The LORD is always encouraging His people with the hope of this doctrine. Believers find themselves surrounded by such a great cloud of faithful witnesses who often testify of these things in the visible and universal church. Yet, Satan is continually attempting to destroy our understanding and confidence of the hope of this doctrine.

1 Corinthians 15 is an entire chapter devoted to the importance of this doctrine and its centrality to the gospel. Paul says, “Now I would remind you, brothers, of the gospel I preached to you, which you received, in which you stand, and by which you are being saved, if you hold fast to the word I preached to you-unless you believed in vain. For I delivered of first importance what I also received: that Christ died for our sins in accordance with the Scriptures, that He was buried, and that He was raised on the third day in accordance with the Scriptures…”. (1 Cor. 1:15:3)

In Corinth there were some who preached against this doctrine (15:12). Paul says, “If in Christ we have hope in this life only, we are of all people most to be pitied.” (19) Paul, a man who was called to suffer for Christ (Acts 9:16), says that he died every day as a faithful servant of Christ. To do thisPaul had to have a proper view of the biblical doctrine concerning the resurrection (31).

Paul knew the importance of the hope of the resurrection and says, “If the dead are not raised, ‘Let us eat and drink, for tomorrow we die.” (32) Then he says, “Wake up from your drunken stupor, as is right, and do not go on sinning. For some of you have no knowledge of God. I say this to your shame.” (34)

Apparently, some of the problems we see in the Corinthian church could be traced back to their failure to know and apply this foundational doctrine to their lives each day. Paul says this caused them to act like drunk people and associated with the wrong people (33).

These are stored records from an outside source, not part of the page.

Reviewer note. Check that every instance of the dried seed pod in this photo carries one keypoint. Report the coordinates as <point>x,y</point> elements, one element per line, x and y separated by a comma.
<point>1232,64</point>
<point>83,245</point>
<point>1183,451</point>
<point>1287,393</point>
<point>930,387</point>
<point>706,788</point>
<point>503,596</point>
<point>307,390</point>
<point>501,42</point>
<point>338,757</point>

Similarly, the author of Hebrews writes to these HebrewChristians because they had stopped growing in their understanding of the great doctrines of the Christian faith. Therefore, he says to them, “You have become dull of hearing.” (5:11) You ought to be teachers of these things but you need milk (5:13). He says, “Therefore, let us leave (build upon) the elementary doctrine of Christ and go on to maturity, not laying again the foundation of repentance from dead works and of faith in God, and of instruction about washings, the laying on of hands, the resurrection of the dead, and eternal judgment.” (6:12)

Their immaturity in these doctrines was greatly effecting them in adverse ways! This was causing their faith to be anemic and sickly. When they ignored these doctrines they were prone to live only with the pleasures of this world in view and not eternity.

Then the author says, “And this we will do if God permits.” (3) One way God will permit them to grow in their understanding of these things is through their trials and through discipline.

My friends, no discipline seems pleasant at the time (12:11). Discipline seems painful and unpleasant but God’s grace is sufficient to those who rely upon Him and they will not be shaken! (Psalm 62). Your trial, your painful season of suffering, is not intended to destroy your hope; rather, it is to make your hope become more real and sure (2 Cor. 1:8-11). Our trials and sufferings can be experienced with joy because they are intended to be for our good that we may share in His holiness and so that we can rest in His steadfast love (12:6-10; James 1:2).

Community Church, are we a healthy church?

Are we holding on to the truths of God’s Word even as it pertains to suffering unto death? Or are we neglecting these things and we display little hope and confidence in God. If so, we will desire to eat, drink and be merry for tomorrow we die. We will be in love with the things of this world and intoxicated by its pleasures.

Community Church, we will never be more healthy than when we look to Jesus each day for His resurrection power. We will never be as healthy as when we look at Him on the day of our death and draw our last breath in faith (Acts 7:54-60).